Alias Smith and Jones
One of the few TV shows to be inspired but clearly not “Based on the Movie” that actually succeeded in quickly establishing its own identity was “Alias Smith and Jones.” The concept of two affable, non-murderous bank robbers at the twilight of the Wild West promising the Governor of the state they called home to go straight if they could receive a full pardon after a year sounds suspiciously similar to the runaway blockbuster “Butch Cassidy and the Sundance Kid.” One of the things that “Alias Smith and Jones” had going for it was Pete Duel, who possessed every bit of the charisma of Paul Newman or Robert Redford.

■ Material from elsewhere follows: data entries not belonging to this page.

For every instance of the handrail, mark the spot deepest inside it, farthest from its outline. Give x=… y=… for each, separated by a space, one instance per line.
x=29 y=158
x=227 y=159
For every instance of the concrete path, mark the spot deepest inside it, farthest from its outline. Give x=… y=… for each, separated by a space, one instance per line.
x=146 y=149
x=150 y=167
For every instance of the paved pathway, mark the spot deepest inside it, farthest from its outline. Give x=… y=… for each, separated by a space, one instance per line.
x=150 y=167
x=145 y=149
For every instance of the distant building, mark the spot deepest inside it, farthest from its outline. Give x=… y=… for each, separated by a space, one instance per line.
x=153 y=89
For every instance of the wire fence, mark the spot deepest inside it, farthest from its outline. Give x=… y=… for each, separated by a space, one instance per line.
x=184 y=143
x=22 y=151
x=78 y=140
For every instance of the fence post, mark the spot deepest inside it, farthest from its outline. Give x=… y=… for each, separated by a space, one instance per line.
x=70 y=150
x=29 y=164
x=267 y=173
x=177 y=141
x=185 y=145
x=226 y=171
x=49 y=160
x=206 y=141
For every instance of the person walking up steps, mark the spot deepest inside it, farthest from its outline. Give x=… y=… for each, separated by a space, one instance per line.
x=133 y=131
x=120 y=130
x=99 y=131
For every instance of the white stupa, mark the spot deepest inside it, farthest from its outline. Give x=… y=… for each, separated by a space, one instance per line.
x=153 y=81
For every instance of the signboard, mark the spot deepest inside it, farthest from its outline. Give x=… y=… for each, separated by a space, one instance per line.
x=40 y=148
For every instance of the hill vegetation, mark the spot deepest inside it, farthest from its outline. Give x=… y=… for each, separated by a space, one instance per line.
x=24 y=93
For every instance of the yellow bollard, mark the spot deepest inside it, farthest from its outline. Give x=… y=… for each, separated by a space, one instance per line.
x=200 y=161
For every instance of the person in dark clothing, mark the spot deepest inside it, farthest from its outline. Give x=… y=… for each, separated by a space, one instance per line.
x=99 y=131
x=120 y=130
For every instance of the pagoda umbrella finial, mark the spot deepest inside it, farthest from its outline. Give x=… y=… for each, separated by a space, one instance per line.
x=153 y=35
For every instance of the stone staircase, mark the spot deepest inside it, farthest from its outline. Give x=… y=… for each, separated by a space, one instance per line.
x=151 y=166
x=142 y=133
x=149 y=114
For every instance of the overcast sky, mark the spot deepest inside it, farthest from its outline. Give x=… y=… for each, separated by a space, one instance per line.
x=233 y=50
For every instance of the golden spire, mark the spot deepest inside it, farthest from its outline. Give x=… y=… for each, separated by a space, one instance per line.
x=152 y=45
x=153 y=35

Duel was the secret weapon that “Alias Smith and Jones” had going for it as it attempted to distance itself enough from “Butch Cassidy” to be considered more than just a ripoff. Everything was going great and the future looked for the show until New Year’s Eve 1971 when Pete Duel picked up a shotgun and killed himself.
The New Land
This is a weird example. “The New Land” was a Swedish film with Max Von Sydow about Swedish immigrants to the American frontier around the time the Civil War kicks off. The film inspired a movie sequel and, strangely, a TV series that shared its name, but not its characters. Those characters from Sweden are trying to carve out a new life for themselves in the years just before the Civil War, but the show is not considered the TV series version of “The New Land” movie. Weird.
Mr. Ed
A guy has a wisecracking horse that only talks to him. A movie series about a soldier who strikes up a friendship with an Army mule that only talks to him. Which came first, the horse or the mule? Well, the mule, of course. By a long shot. Does changing the animal from mule to horse mean that “Mr. Ed” was so significantly different from the movie series based on a talking mule that it could be considered an original idea? Once again, you decide.
W.E.B.
“Network” was an Oscar-winning film released in late 1976 that provided audiences with the inner workings of a television lagging so far behind in the ratings that they developed the mindset of anything-goes. At the center of this insight into network programming was a ravenously ambitious and amoral female executive. “W.E.B.” premiered on NBC in the fall of 1978 and told the story of a ravenously ambitious amoral female network executive struggling to define her toughness in a world populated by ruthless male executives.
What’s Happening
“Cooley High” is a movie about low-income African-American high school students in the Chicago of the 1960s. “What’s Happening” is a TV show about low-income African-American high school students in the Los Angeles of the 1970s. So how could this possibly be an example of a TV series almost based on a movie, but not quite? In fact, “What’s Happening” is closer to being an official version of the movie that inspired it than any of the others. In fact, a pilot for a “Cooley High” TV show was filmed, but rejected by network execs. The writer of “Cooley High” then rewrote a pilot that was “inspired” by his original tale and that one sold and later became a very successful sitcom on ABC. If you look closely enough at the end credits of “What’s Happening” you will even see an acknowledgement of inspiration, but not based on.